When today’s 10 year olds hit college age, a four-year degree at a state college will cost $150,000 to $175,000 on average. That’s a big chunk of change for most people, so the earlier you start the better.
First off, parents have to think about what kind of college they’ll be able to afford. “Be realistic: Can you afford a state school? A regional college?” asks Dave Morgan, a Raymond James financial advisor in Naples, Fla. There are many online resources to help parents figure out how much money they need to put away. Yahoo Finance, Money magazine and large mutual fund companies all have them, he says.
Once you’ve figured out how much you need to save, it’s time to pick a savings vehicle. Many parents opt for a college savings account called a 529 plan, named for the Internal Revenue Service code that created them in 1996. “529 money grows tax free and you can take it out tax free, so long as you’re spending the money on education,” says Colleen Schon, a Raymond James advisor in Auburn Hills, Mich. “That’s what I encourage 99% of my clients to do.”

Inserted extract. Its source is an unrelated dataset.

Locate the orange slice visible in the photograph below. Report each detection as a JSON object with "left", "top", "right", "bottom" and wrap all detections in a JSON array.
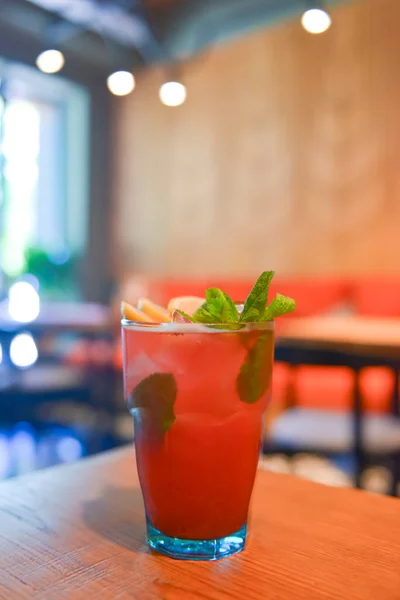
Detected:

You can put a lot into a 529 plan — $13,000 per year per individual, so Mom, Dad, Grampy and whomever else wants to contribute has a pretty high annual cap. What’s more, grandparents can contribute a lump sum of as much as $65,000, or five years’ worth. “This is a great idea, because that interest will compound,” Schon says, which means your interest earns interest after the first year, adding to your pot.
For parents going it alone, “you’ll need to contribute $1,000 or more per month, something most parents can’t afford, especially in this economy,” Schon says. If you’re able to save $100 or $200 per month, at least that’s something, but your child will likely need to take out a student loan too.
When choosing a 529, the first decision is whether you pick an in-state plan, benefiting from a state tax deduction, or whether you’ll get better performance in an out-of-state 529 plan even without the state tax deduction. “Check out your local plan and also what companies like American Funds, Fidelity, Franklin Templeton and Vanguard are doing,” Schon suggests. “Do a comparison and pick a fund family that meets your risk tolerance and time horizon.”
Morgan adds that parents should be wary of counting too much on an expected rate of return to add to their child’s college fund. “Anyone saving diligently over the past decade may now have less than they put in,” he says. “Everyone models for 4% or 5% growth rate but you might not get that.” To maximize your chances, increase risk when your child is younger and decrease it when she’s in high school, regardless of what the market is doing. “You can’t let fear or greed drive your decisions,” Morgan says.
If you’re a little short, don’t be afraid to ask a college for help, he adds. “Talk to the college about how you don’t have enough money but you’ve got a great kid. You’d be surprised, but that can work!”